I wonder about that last part. In an ideal world every decision would take into account every kind of consequence - the environmental, social, spiritual and economical effects of every little playground or software utility ought to be considered. It is rational to try to get the best outcome, and at the very least we ought to state what outcomes we are aiming at. But clearly it is impossible to assess all possible aspects: there is not only merely 24 hours in a day, we also lack the knowledge of how 1) the policy will actually be implemented, 2) how this implementation actually affects the world and 3) how we in the future will judge these effects. So we have to use a bounded rationality approach, where we look at the most likely effects that have the biggest or most certain consequences. It is essentially a search tree situation with a probabilistic adversary ("nature").

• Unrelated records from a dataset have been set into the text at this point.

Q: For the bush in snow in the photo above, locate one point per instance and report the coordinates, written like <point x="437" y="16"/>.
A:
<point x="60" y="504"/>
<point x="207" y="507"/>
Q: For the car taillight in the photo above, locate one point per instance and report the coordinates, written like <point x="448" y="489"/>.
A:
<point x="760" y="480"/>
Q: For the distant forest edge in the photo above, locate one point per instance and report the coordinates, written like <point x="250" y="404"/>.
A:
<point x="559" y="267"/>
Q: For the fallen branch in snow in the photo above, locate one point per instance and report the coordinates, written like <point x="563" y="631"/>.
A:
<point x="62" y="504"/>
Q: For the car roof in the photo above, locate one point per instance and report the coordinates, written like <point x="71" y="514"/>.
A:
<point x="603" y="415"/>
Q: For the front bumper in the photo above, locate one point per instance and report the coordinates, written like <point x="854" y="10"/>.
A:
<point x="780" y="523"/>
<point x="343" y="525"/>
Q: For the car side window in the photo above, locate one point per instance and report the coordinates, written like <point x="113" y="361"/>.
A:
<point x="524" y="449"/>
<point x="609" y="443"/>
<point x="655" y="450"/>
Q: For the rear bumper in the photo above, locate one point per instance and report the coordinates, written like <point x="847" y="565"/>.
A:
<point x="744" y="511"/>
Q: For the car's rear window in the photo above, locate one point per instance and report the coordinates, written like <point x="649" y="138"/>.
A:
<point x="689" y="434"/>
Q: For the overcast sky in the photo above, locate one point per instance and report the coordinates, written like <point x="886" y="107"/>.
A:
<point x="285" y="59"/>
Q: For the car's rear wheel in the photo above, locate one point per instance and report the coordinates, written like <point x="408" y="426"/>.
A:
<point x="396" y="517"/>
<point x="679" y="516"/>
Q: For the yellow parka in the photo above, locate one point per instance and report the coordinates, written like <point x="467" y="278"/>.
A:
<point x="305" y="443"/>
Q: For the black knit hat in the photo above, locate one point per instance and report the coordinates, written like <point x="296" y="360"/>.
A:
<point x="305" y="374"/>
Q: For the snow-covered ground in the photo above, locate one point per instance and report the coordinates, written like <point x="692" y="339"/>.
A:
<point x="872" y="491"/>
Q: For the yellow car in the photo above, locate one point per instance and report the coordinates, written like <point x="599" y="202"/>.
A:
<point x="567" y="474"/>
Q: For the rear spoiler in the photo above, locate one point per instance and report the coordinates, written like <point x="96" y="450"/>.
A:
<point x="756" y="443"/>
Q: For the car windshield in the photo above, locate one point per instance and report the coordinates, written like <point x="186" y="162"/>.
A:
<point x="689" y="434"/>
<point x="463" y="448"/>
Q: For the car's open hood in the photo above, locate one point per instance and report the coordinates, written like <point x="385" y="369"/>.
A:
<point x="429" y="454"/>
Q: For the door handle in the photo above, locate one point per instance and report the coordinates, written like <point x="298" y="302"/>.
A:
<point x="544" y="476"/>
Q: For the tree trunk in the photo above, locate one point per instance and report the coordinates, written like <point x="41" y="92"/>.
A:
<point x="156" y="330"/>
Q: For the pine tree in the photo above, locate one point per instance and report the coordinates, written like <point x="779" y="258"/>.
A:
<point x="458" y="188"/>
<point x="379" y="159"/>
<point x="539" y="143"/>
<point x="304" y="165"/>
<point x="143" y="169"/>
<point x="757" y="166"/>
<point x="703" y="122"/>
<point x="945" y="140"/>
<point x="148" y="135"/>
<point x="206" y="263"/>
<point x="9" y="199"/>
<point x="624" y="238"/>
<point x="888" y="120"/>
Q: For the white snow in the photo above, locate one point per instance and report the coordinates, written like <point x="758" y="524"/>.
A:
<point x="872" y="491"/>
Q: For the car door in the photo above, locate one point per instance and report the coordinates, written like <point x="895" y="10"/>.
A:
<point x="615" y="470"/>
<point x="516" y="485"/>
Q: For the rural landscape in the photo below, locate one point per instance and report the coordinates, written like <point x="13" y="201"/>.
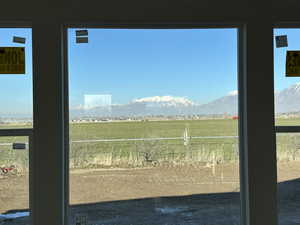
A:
<point x="153" y="158"/>
<point x="176" y="166"/>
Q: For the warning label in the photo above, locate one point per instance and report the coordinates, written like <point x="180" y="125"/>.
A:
<point x="293" y="63"/>
<point x="12" y="60"/>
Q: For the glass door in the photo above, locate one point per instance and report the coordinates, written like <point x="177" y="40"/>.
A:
<point x="153" y="126"/>
<point x="15" y="125"/>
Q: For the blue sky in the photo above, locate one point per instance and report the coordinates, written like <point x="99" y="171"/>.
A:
<point x="129" y="64"/>
<point x="198" y="64"/>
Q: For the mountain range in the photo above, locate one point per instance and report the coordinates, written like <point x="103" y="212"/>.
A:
<point x="286" y="101"/>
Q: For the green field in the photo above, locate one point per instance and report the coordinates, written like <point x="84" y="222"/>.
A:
<point x="211" y="147"/>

Adding new areas that ought to be assessed is essentially demanding that the search tree branch more strongly. That means that we will have less resources to do depth searches and should use robust heuristics, or simply go for satisficing. But the current administrative vision is that we should all be optimizing and use as much information as possible. How can that be avoided?

One approach would be to have the administrators bear the costs of the information demands they make. If the Commission wants to add another dimension to every policy, they need to give every policymaker affected an increased budget. While this might be nice if you are a bureaucrat, it sounds like a recipe for balooning bureaucracy.

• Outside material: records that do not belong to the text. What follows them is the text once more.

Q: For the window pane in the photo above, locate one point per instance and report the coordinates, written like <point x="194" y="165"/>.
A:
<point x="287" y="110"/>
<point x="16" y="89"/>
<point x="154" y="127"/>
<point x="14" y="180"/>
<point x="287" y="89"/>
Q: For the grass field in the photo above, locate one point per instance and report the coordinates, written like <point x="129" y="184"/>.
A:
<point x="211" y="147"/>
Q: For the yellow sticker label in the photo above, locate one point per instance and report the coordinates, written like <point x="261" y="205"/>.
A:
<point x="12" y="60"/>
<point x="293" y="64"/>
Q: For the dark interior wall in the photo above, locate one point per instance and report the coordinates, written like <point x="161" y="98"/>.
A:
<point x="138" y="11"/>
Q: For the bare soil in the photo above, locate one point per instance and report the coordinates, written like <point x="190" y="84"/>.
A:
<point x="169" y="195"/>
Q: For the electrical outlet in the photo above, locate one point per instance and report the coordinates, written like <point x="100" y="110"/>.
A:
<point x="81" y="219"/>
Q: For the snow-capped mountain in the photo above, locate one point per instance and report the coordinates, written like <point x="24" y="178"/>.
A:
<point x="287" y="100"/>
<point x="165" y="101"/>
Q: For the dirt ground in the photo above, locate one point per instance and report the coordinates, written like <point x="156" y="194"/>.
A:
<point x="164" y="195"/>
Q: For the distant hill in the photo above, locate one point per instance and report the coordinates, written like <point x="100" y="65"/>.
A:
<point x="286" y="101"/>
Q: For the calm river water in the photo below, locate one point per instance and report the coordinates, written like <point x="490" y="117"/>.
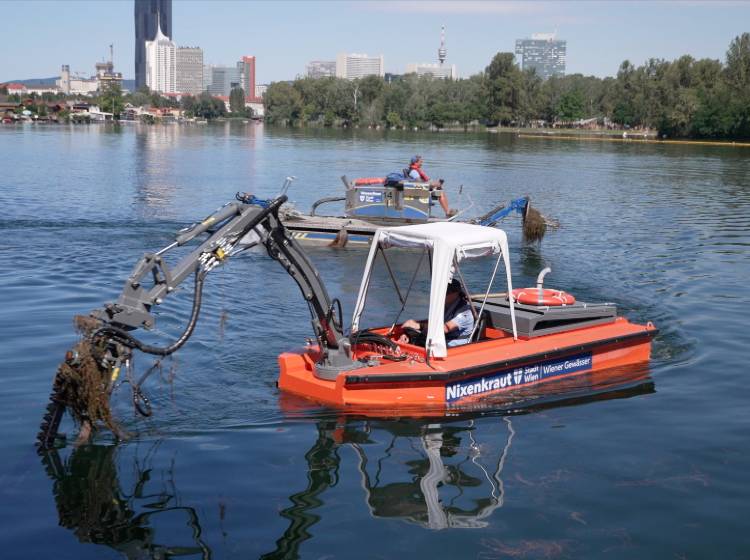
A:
<point x="229" y="468"/>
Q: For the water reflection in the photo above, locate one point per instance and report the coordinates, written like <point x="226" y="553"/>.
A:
<point x="93" y="503"/>
<point x="438" y="474"/>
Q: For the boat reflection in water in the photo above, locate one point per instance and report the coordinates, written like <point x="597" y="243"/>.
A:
<point x="444" y="473"/>
<point x="437" y="474"/>
<point x="92" y="502"/>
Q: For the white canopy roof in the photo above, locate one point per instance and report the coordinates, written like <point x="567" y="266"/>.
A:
<point x="449" y="242"/>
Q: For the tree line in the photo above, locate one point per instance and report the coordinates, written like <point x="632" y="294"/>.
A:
<point x="681" y="98"/>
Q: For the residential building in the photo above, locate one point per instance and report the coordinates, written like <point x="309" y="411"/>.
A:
<point x="75" y="84"/>
<point x="208" y="70"/>
<point x="149" y="15"/>
<point x="223" y="80"/>
<point x="543" y="53"/>
<point x="246" y="69"/>
<point x="321" y="68"/>
<point x="352" y="66"/>
<point x="189" y="76"/>
<point x="442" y="71"/>
<point x="161" y="64"/>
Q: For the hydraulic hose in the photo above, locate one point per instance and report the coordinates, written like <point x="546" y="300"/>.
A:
<point x="129" y="340"/>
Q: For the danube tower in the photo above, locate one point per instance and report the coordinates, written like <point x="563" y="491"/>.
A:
<point x="149" y="16"/>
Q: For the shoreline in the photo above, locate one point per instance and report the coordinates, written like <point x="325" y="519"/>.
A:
<point x="648" y="137"/>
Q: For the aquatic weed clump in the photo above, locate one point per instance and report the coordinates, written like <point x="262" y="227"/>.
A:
<point x="82" y="385"/>
<point x="534" y="224"/>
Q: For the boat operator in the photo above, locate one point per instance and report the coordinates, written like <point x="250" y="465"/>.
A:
<point x="417" y="173"/>
<point x="459" y="320"/>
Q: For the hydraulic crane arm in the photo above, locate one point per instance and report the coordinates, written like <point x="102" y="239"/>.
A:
<point x="111" y="342"/>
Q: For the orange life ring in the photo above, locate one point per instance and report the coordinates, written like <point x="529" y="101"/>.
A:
<point x="534" y="296"/>
<point x="369" y="181"/>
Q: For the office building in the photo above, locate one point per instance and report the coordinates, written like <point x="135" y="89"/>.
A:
<point x="189" y="70"/>
<point x="224" y="79"/>
<point x="149" y="16"/>
<point x="161" y="63"/>
<point x="442" y="71"/>
<point x="543" y="53"/>
<point x="75" y="84"/>
<point x="321" y="69"/>
<point x="353" y="66"/>
<point x="246" y="69"/>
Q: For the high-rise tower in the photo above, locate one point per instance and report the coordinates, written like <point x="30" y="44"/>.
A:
<point x="149" y="16"/>
<point x="442" y="52"/>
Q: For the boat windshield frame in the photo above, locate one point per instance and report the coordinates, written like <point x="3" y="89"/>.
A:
<point x="447" y="244"/>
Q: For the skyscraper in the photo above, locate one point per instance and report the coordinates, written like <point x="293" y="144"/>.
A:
<point x="161" y="63"/>
<point x="544" y="53"/>
<point x="149" y="16"/>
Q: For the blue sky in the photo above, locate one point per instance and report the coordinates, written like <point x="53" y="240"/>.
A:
<point x="285" y="35"/>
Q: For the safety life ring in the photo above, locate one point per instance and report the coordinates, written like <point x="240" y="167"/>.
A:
<point x="369" y="181"/>
<point x="535" y="296"/>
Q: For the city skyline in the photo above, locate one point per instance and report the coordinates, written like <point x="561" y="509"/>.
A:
<point x="599" y="35"/>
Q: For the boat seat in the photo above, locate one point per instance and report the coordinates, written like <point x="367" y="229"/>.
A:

Another approach, which would also promote satisficing and finding better heuristics, is to make policymakers affected by the utility of their decisions. If it goes well, they get more money/resources, if they make stupid decisions they lose. Ideally, decisionmakers should be able to make a fortune (real money or political capital) from supporting a decision that turns out to be very good - and lose it if they also support bad or wasteful decisions. This would encourage rationality and accountability. To get it to work we need better follow-up, which is also good for transparency and as a basis for future decisionmaking. It may also be tricky to determine what constitutes a good result, and how to factor in external forces, as well as avoiding perverse incentives. But these issues can likely be solved; what we need from the start is the recognition that policymakers should get incentives to make better decisions, not just more decisions.